Quali sono state le maggiori difficoltà incontrate in questi due anni?

«Non lo immaginavo, ma tante persone, una volta conosciuta la mia condizione, sono sparite. A cominciare dal compagno che avevo all’epoca e che non è riuscito ad accettare quanto stava accadendo. Per non dire a livello lavorativo: certe aziende ti cercano perché fai parte delle categorie protette e assumendoti hanno dei benefici economici, poi però non accettano i tuoi limiti e si lamentano se stai a casa perché stai male».

E a livello medico?

«Purtroppo non credo di dire una cosa nuova ma, per fare in fretta e avere incontri con specialisti piuttosto che certi esami, mi sono spesso rivolta ai privati sborsando un sacco di soldi. Pensa che, facendo la dichiarazione dei redditi, mi sono accorta che l’anno scorso ho speso per la mia malattia più di quanto avevo guadagnato. Per non dire della burocrazia…»

Racconta pure.

«L’iter burocratico è davvero snervante. Per entrare in certi protocolli sanitari a volte devi fare percorsi allucinanti. Solo per avere le esenzioni per i farmaci ci sono voluti sei mesi e ancora di più per vedermi riconosciuta, senza ulteriori periodici controlli, la legge 104».

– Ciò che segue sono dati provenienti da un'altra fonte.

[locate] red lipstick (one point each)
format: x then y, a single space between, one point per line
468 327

Ho letto nel libro che quest’esperienza ti ha insegnato che “non dobbiamo mai sentirci in colpa per qualcosa che non dipende da noi. La malattia può cambiare il nostro corpo, ma non può definire chi siamo”. Immagino, però, che la malattia ti abbia cambiata.

«Devo riconoscere che mi ha resa più sensibile. Da sempre sono piuttosto empatica, ma ora mi accorgo che ogni piccolo gesto può essere importante e può fare la differenza. D’altra parte, cosa ci costa un sorriso in più?».

Prendo sempre dal libro: “Oggi ciò che mi spaventa di più di questa patologia, è l’incertezza del futuro”. Per te cosa riserva il futuro?

«Mi piacerebbe sfondare nel campo dell’arte, almeno come secondo lavoro, e mi piacerebbe continuare a scrivere (sta finendo il suo primo romanzo, ndr). Ma soprattutto mi piacerebbe avere una famiglia, in particolare dopo che ho conosciuto Gabriele, una persona davvero speciale».